ENEM 2016 - 1ª Aplicação - Caminhos para combater a intolerância religiosa no Brasil

Enviada em 19/09/2019

Durante o período da Idade Média e seu desenvolvimento no que tange as grandes navegações, processos imperialistas e colonizações europeias, a religiosidade sempre fora um de seus maiores motivadores tanto em termos de conflitos, quanto na intensificação de conquistas. Assim, a imposição de determinadas religiões sobre outras foi fator fundamental na opressão de determinados povos em detrimento do poder de outros. Neste ínterim, entender os desafios e caminhos para combater a intolerância religiosa no Brasil justifica-se tanto pelo preconceito arraigado no tratamento de determinadas religiões, quando pelo uso de meios públicos que ressaltam específicas religiosidades, ferindo as premissas de um Estado Laico.

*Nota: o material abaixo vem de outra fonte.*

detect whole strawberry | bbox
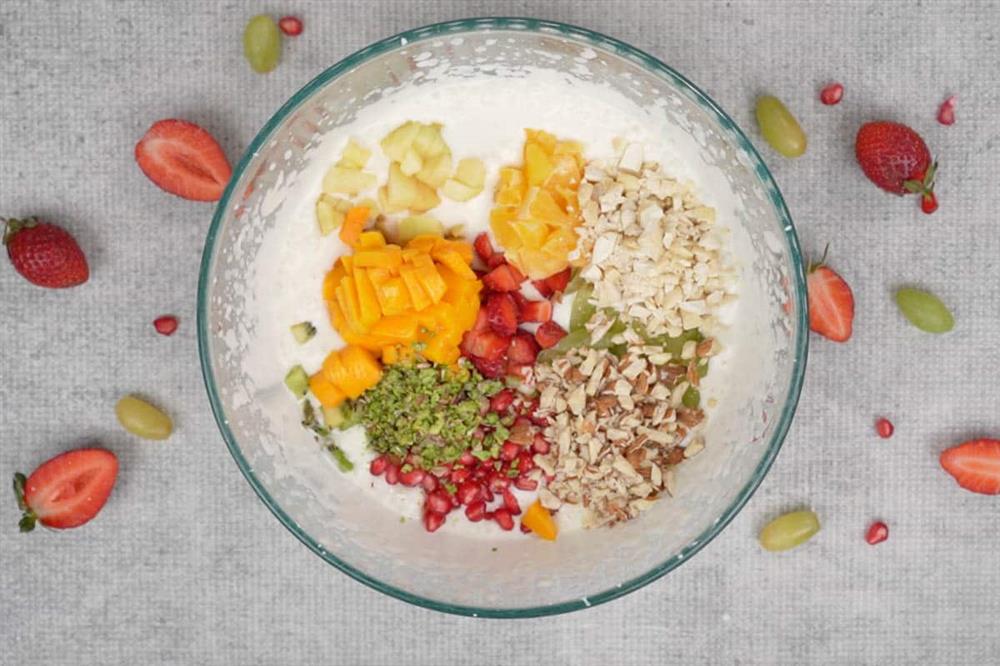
[854,120,937,214]
[3,218,90,289]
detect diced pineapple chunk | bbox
[337,139,372,170]
[323,165,377,194]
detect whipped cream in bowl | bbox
[199,19,807,617]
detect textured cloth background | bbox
[0,0,1000,665]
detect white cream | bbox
[245,70,763,539]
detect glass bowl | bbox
[198,18,808,617]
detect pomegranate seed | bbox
[938,95,955,125]
[278,16,302,36]
[503,488,521,516]
[920,192,937,215]
[420,474,437,493]
[427,488,451,513]
[493,509,514,532]
[490,389,514,414]
[424,511,445,532]
[399,469,426,488]
[819,83,844,106]
[455,481,482,505]
[865,521,889,546]
[465,500,486,523]
[153,315,177,335]
[875,417,896,439]
[368,456,389,476]
[514,476,538,490]
[500,441,521,462]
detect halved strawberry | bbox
[483,262,524,291]
[806,252,854,342]
[14,448,118,532]
[484,292,518,337]
[462,330,510,361]
[535,321,566,349]
[941,439,1000,495]
[472,234,493,263]
[507,331,538,365]
[521,301,552,324]
[135,119,233,201]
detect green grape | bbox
[757,95,806,157]
[243,14,281,74]
[758,511,819,551]
[896,288,955,333]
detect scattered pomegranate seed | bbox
[920,192,937,215]
[493,509,514,532]
[278,16,300,36]
[865,521,889,546]
[938,95,955,125]
[875,417,896,439]
[819,83,844,106]
[368,456,389,476]
[153,315,177,335]
[424,511,445,532]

Em primeiro lugar, é importante perceber que ao longo do tempo e com o desenvolvimento e segmentação dos povos, sempre houve a repreensão de determinadas formas de religiosidades em detrimento de outros; imposição geradora de conflitos, modelos de escravidão e submissão social. Ainda que na modernidade Iluminista com Voltaire, tais preceitos de reconhecimento e coexistência de múltiplas religiões tenha sido fortemente debatido, a intolerância religiosa foi fator preponderante principalmente na forma com a qual o Brasil como Estado colonial ou mesmo independente; fora conduzido na imposição do cristianismo aos nativos e africanos.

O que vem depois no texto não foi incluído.